Focus on movement over strength
Climbing is a movement based sport. You’re training should comprise of at least 75% towards movement. Climbing strengths and abilities can improve dramatically by focusing on climbing movement itself. Although weights can definitely play a role, there is no point in training to deadlift 200 pounds if you can’t place your foot efficiently and properly. Focusing on movement is also easier on the body and really beneficial for making one a ‘better climber’. Go into the gym and practice foot work, drop knees, hip overs, cross overs, dynamic and static movements, etc. Or better yet, go outside! Nothing like a bit of rock to teach you the intricacies of movement!
Stop if it hurts
The unfortunate thing about tendons and ligaments is by the time they send their messages of pain, it is too late. The damage is already done and recovery now takes a lot longer. Try to find that sweet balance so they don’t get to that point. Stop when still feeling strong, before you think it might hurt and definitely stop if it hurts.
For example, one day while doing physio I was listening to a podcast about training and injury prevention. The guy was talking about the subtle messages we receive from our bodies that warn us of its limit. As I was doing my I, Y, T’s with small weights, a very little pain rushed through my shoulder that normally I’d ignore as it was just so freaking small but as he continued speaking, something clicked… I immediately dropped the weight and did the exercise with bodyweight alone. The pain stopped. My body wasn’t ready for that increase and was being kind enough to tell me. From that day on, my focus has been on listening to those little messages and my recovery has only been going uphill.
Take care of you:
A new stretch i found that really helps stretch out the biceps and shoulders. "The Table"

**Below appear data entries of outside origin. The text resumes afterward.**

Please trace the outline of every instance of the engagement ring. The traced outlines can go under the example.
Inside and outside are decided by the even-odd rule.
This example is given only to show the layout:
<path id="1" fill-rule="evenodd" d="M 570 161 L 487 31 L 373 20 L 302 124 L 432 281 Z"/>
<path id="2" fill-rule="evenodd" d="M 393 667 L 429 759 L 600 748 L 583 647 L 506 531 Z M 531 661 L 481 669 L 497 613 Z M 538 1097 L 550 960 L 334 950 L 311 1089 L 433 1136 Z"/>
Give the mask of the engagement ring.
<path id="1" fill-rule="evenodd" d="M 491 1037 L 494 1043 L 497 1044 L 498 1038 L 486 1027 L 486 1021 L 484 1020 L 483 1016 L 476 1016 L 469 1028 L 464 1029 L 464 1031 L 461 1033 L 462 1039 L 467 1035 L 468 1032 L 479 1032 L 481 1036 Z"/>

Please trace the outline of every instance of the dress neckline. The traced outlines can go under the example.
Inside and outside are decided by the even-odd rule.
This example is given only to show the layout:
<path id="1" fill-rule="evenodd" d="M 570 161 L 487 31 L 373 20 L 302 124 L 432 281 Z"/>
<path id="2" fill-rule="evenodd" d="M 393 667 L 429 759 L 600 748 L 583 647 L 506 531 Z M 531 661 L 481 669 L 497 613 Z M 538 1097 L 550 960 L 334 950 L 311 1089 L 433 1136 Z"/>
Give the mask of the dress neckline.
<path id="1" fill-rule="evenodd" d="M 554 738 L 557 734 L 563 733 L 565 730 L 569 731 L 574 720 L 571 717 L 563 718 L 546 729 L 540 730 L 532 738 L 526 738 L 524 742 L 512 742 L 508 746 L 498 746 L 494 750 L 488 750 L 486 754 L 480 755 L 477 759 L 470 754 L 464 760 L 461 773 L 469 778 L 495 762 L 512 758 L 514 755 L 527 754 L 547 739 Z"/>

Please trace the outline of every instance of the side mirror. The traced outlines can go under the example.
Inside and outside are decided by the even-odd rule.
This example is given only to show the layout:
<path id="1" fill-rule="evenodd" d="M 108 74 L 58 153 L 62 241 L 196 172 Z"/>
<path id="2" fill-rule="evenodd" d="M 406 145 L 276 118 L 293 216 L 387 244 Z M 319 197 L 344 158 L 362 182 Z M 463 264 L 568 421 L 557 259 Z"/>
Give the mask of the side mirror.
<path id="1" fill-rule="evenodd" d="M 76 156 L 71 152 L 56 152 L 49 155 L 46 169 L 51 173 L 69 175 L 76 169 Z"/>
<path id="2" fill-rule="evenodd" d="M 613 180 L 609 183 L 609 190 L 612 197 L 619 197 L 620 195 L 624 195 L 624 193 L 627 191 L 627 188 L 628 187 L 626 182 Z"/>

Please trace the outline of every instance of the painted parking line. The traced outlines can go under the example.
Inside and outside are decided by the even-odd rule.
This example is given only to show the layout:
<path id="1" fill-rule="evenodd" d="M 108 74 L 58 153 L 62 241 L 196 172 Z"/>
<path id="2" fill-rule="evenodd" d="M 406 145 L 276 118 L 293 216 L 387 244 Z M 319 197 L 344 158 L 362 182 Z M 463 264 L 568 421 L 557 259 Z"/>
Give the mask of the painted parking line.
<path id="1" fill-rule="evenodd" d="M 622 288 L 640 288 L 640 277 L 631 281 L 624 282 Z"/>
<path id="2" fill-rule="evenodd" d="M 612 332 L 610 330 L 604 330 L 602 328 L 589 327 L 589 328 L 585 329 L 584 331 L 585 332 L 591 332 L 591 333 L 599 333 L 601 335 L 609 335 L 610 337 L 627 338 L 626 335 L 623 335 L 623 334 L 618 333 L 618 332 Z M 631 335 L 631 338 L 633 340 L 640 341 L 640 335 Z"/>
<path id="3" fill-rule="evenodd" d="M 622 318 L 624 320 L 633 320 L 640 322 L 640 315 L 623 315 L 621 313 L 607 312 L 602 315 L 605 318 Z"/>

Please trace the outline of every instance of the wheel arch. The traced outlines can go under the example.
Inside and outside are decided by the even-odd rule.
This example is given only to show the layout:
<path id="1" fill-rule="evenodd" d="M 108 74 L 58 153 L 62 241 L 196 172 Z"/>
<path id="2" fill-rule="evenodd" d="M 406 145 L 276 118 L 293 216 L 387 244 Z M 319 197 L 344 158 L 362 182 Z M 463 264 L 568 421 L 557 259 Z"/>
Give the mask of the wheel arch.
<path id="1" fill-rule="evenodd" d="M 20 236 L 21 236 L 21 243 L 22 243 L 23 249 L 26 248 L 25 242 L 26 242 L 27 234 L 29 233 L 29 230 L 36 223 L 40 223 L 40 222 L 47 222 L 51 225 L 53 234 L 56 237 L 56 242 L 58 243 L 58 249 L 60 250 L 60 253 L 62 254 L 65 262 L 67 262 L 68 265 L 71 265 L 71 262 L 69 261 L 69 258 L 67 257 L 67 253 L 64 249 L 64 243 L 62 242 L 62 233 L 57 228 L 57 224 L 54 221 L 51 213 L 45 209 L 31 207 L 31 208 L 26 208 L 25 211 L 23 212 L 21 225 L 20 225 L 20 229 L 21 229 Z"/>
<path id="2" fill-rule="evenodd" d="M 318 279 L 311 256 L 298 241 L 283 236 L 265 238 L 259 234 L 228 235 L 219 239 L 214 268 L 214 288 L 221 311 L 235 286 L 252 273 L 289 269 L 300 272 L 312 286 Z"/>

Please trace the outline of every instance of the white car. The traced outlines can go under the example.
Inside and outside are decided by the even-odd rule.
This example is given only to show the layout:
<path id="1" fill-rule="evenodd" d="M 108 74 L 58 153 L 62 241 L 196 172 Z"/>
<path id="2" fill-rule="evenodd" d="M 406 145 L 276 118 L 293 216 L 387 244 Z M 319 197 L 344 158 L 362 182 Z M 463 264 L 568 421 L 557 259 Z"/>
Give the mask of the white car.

Training is stress on the body. Combined with the general stresses of life, that is a lot of wear and tear. Don’t overdo it, be patient and take care of yourself. Get plenty of sleep, eat a balanced healthy diet with wholesome, nutrient dense unprocessed foods that will meet the demands of a recovering body and last but not least, know your body well enough and listen to it! If you are doing physio, focusing on doing the moves well to speed recovery.